Defenders of equality might counter by claiming that, even if the goal cannot be fully attained, schools should do as much as possible to produce equality. George relentlessly pursues his case: "Even by subjecting all children to the same curriculum, however, we would still be unable to achieve the desired equality. The inborn differences among individuals are too fundamental a part of their natures to be obliterated even by a decade or more of scholastic engineering. Compulsory education not only fails to achieve its egalitarian goal, but by subjecting all to the same studies in lockstep fashion effectively denies them any real opportunity at all." (Rickenbacker, pp.45—46)

Given these views, it is hardly surprising that he found congenial Rothbard’s analysis of the same issue in Power and Market. In a review of this volume, George recognized its stature: "The market, in harmony with man’s nature, involves man exercising his power over nature to the benefit of all. . . State interventionism, in contrast, inherently involves coercion and the exploitation of some men by others, the disruption of want satisfaction and an incessant war of all against all as people struggle to capture control of the state apparatus for their own purposes. . .This brilliant work is certain to spark a spirited debate and is destined to be one of the classics of the rapidly growing literature of a free society."(Modern Age, Spring 1971, pp. 210—11). George early established himself as a foremost Rothbardian and together with Rothbard founded the journal Left and Right in 1965.

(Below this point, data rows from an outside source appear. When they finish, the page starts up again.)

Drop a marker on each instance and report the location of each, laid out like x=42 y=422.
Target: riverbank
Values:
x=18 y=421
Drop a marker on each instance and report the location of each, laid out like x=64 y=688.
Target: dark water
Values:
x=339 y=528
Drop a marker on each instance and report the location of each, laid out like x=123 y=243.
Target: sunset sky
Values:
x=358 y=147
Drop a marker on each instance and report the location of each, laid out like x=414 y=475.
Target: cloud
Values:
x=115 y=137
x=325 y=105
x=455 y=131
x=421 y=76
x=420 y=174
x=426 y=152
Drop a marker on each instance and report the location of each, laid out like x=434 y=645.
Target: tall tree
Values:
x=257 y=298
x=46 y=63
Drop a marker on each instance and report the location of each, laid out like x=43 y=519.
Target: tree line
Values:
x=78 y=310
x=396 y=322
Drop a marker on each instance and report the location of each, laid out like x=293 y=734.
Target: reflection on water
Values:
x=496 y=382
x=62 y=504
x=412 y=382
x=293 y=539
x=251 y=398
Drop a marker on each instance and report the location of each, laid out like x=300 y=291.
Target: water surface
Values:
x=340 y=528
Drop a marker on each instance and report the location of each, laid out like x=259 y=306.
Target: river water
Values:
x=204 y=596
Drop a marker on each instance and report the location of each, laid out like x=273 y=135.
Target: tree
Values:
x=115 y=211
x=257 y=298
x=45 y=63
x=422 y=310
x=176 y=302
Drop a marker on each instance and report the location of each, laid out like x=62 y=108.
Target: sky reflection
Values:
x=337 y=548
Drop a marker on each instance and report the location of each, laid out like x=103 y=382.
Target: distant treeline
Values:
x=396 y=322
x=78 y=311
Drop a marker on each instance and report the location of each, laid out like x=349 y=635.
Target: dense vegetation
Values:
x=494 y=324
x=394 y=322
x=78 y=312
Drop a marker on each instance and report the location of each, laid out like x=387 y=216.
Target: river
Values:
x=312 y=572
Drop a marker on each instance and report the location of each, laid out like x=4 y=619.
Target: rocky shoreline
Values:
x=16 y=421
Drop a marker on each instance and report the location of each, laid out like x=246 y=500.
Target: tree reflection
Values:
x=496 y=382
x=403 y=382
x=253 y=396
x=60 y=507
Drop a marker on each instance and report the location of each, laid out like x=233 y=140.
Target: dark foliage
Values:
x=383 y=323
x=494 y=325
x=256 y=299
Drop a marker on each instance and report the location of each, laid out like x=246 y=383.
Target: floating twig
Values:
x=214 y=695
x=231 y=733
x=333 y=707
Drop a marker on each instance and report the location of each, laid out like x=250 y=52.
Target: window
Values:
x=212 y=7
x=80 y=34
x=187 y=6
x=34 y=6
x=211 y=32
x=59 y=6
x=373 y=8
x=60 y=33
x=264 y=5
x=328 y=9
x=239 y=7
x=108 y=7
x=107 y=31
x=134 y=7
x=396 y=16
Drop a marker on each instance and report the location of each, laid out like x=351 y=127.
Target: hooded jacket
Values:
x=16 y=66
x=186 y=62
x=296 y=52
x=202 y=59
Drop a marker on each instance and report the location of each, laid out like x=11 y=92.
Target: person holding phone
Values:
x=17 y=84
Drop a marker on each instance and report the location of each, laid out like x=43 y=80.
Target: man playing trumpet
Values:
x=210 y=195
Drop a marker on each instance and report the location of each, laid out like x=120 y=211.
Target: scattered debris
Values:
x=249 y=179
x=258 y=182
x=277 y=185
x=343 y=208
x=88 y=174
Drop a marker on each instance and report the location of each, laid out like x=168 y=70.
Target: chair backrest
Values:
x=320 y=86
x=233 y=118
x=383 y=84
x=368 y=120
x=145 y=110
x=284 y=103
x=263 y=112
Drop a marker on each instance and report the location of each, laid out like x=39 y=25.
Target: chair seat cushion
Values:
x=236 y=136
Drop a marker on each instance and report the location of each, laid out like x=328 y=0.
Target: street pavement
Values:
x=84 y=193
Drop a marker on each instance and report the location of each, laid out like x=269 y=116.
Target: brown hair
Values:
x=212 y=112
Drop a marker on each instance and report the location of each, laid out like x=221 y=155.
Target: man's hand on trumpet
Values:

After 1962, George pursued a career in business, apart from a brief return to the IHS in 1970. He has worked at Camino Coins with Burt Blumert, another of Rothbard’s closest friends and a key supporter of the Mises Institute, for many years. I have known George since 1979 and have spoken to him nearly every day since then. His remarkable range of knowledge, which ranges from the works of W. H. Mallock to the mysteries of herpetology, his analytic mind, and his devotion to a free society are an inspiration. He is a great person and a great friend.